The Obama administration moved forward Friday afternoon in implementing the controversial contraception rule, saying that student health insurance plans must cover preventive services.
After a month of intense debate, the administration finally put the rule in writing Friday and asked the public to comment on the proposed rule for the next 90 days.
The rule would require health insurance plans to provide women with access to birth control with no cost-sharing. It would allow religious organizations to opt out, instead requiring the health insurers to provide contraception funding directly. Similar rules would apply to colleges and universities, with religious institutions being exempt.
“The president’s policy respects religious liberty and makes free preventive services available to women,” said Kathleen Sebelius, secretary of the Department of Health and Human Services. “Today’s announcement is the next step toward fulfilling that commitment.”
Coverage of student prevention services burst onto the political scene when Georgetown Law student Sandra Fluke testified before Congress that the cost of contraception is overly burdensome.
Critics have worried about potential violations of church-state separation and that the definition of “religious” would be determined by the federal government. Insurers would be forced to cover the “morning-after” pill, which many religious conservatives believe to be an abortifacient.

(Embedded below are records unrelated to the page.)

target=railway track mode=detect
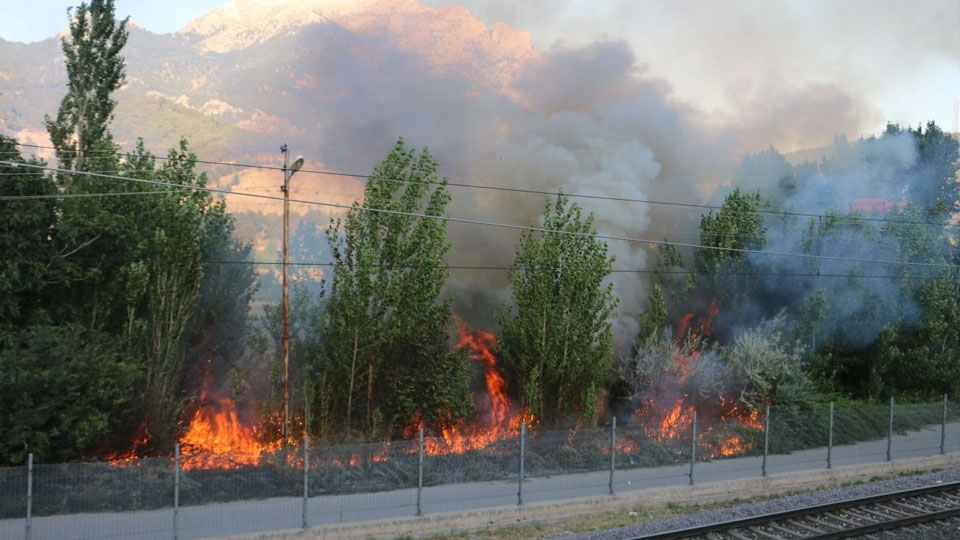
[632,482,960,540]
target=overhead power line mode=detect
[0,190,170,201]
[0,257,942,280]
[0,161,960,269]
[9,142,944,227]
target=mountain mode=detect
[0,0,543,211]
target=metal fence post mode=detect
[517,423,527,506]
[690,411,697,486]
[173,443,180,540]
[417,426,423,516]
[760,403,770,476]
[887,396,893,461]
[302,433,310,529]
[827,401,833,469]
[23,452,33,540]
[940,394,947,456]
[610,415,617,495]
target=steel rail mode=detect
[629,482,960,540]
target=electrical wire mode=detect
[0,190,171,201]
[7,161,960,269]
[0,161,960,278]
[9,142,944,227]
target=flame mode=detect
[414,318,534,455]
[180,390,280,471]
[636,298,763,458]
[657,396,693,440]
[104,422,150,466]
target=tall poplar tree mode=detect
[46,0,129,170]
[498,194,617,424]
[318,138,470,434]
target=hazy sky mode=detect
[0,0,960,131]
[0,0,227,42]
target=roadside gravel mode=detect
[565,469,960,540]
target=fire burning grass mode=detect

The rule, which has dominated public discourse for the last month, would fill out a portion of President Barack Obama’s health care law.
People wishing to comment on the rule should visit regulations.gov and follow the instructions under the “More Search Options” tab.
Conservative Catholics pushed back against the contraception rule this week, but the White House indicated that its decision is final, and that Obama has no intention of talking or negotiating with the Catholic bishops challenging the regulation. The administration faces multiple lawsuits, which could reach the Supreme Court.